Meta was burned, it said, in litigation against Six4Three, a software developer that built apps for the Facebook platform, when documents sealed in that case by a California court were transported to the UK by Six4Three’s founder and leaked to a member of Parliament, causing major regulatory scrutiny for Facebook. Meta continues to litigate that case.

Planner 5D countered that Meta’s proposed restriction “would dramatically impair collaboration” with its lawyers. “No court that Planner 5D is aware of has ordered such a severe encumbrance on an unwilling party,” the Vilnius, Lithuania-based company told Orrick.

Neither Meta nor US-based lawyers for Planner 5G responded to questions from MLex this week.

Planner 5G says it spent years and millions of dollars developing what has become a unique resource for training computer vision AI. Princeton scraped the entirety of it, and it then shared more than 45,000 files with Facebook and others, including digital depictions of everything from structural home features like windows, to pieces of furniture, to outdoor objects such as trees, paths, lawns, barbeques and swimming pools.
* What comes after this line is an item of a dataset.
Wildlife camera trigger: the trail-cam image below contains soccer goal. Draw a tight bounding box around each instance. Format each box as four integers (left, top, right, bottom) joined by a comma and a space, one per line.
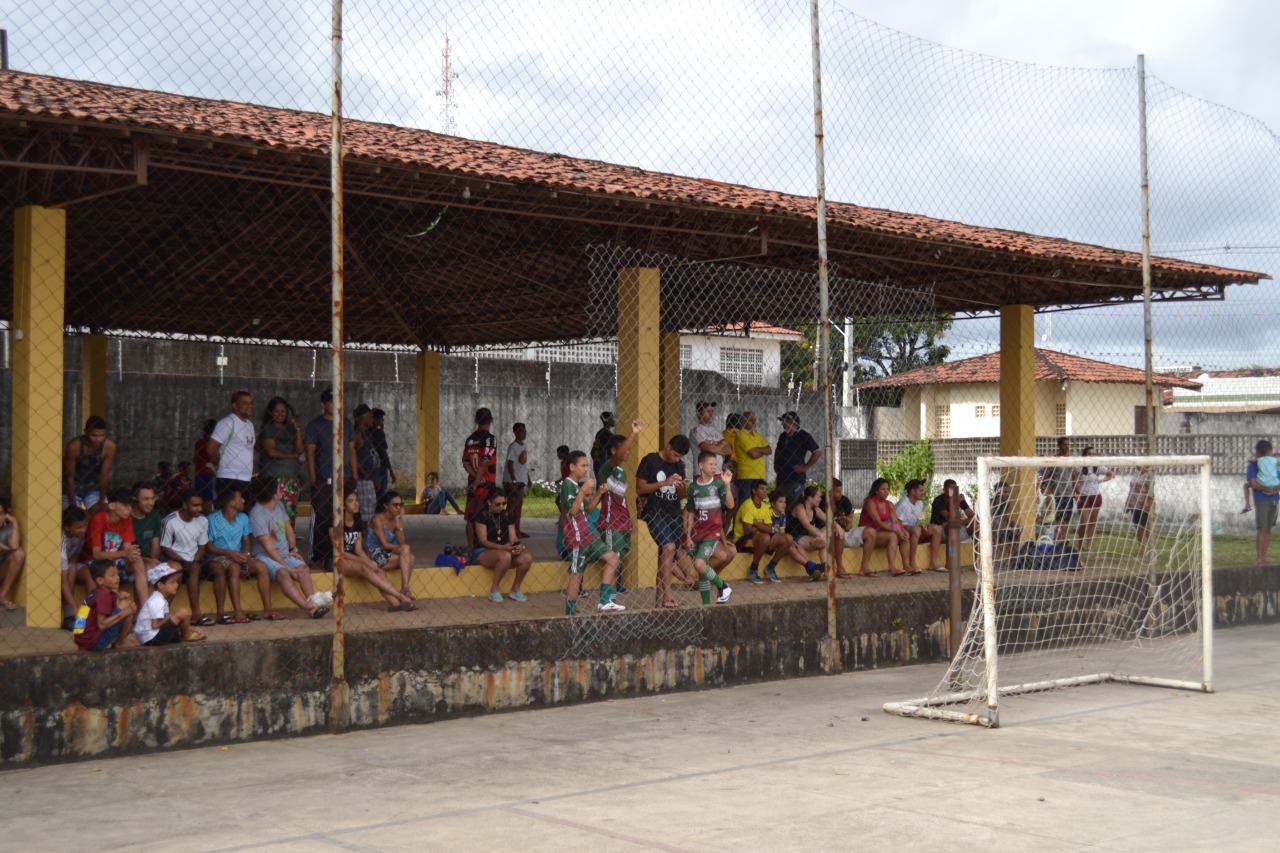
883, 454, 1213, 727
“Planner 5D owns a collection of over a million hand-crafted, digitized, and realistic three-dimensional objects and scenes, depicting a wide variety of household and office designs. To Planner 5D’s knowledge, no other collection in the world numbers even in the tens of thousands,” the company said in a 2020 complaint against Facebook and Princeton that alleged copyright violations.

Planner 5D was founded a decade ago as a web-based home-design tool that would allow people to design their homes or offices with a computer. The data embedded in those images and renderings allowed users to toggle between two- and three-dimensional presentations of the design, and to rotate them in space to get a better view, Planner 5D said.

Over time, the digital renderings of such mundane items as sofas and beds have become critical for computer scientists developing computer vision, Planner 5D says, and it has pivoted its business to invest “significantly in developing algorithms that capitalize on Planner 5D’s catalog of three-dimensional files to achieve market-leading 3D recognition.”

Even before Facebook changed its name to Meta and said its future lies in the metaverse, Planner 5D said in court filings that the market for AI-enhanced software is expected to grow to $60 billion by 2025.

First-ever ruling

Orrick in April denied motions by then-Facebook and Princeton to dismiss Planner 5G’s allegations that the companies violated copyright law by "scraping" its renderings to develop computer-vision technology, allowing the case to move forward.

"This case has been stalled in the pleadings stage for almost two years; there is no reason to wait any longer,” the judge wrote in the order. The case is scheduled to go to trial in March 2023.

At a video hearing today, Orrick asked whether he would be the first US judge to rule on a dispute to limit the availability of electronic documents to a party based outside the US when the party didn’t agree with the limitation. “I think you would be the first judge that would actually assess the pros and cons of it,” answered Dale Cendali, a lawyer for Meta.

Cendali said Internet connections between the US and Lithuania are good enough for Planner 5D’s personnel to view documents without downloading or printing them, and that Meta would run the risk of a breach by hackers if the documents were downloaded to computers outside the US.

But lawyers for Planner 5D said Meta’s proposal would block lawyers in the case from traveling anywhere outside the US with case documents on their laptops, even if the laptops were encrypted. And in terms of security, “frankly, that’s a red herring. Putting a computer in the United States does not make it any less hackable,” said Christian Andreu-von Euw, a lawyer for Planner 5G.

Orrick said that while he understood Meta’s concerns given the Six4Three leak in the UK, he's “inclined” to reject the social media giant’s proposal, because Planner 5D’s needs to easily access documents outweigh Meta’s concerns.

“I understand the concern,” Orrick told Cendali. “There’s some substance behind it. But I’m concerned, as I balance the equities here, you’re dealing with a party with a lot less resources, that needs not only to know what’s going on, but to actually help in the technical implementation of the case.”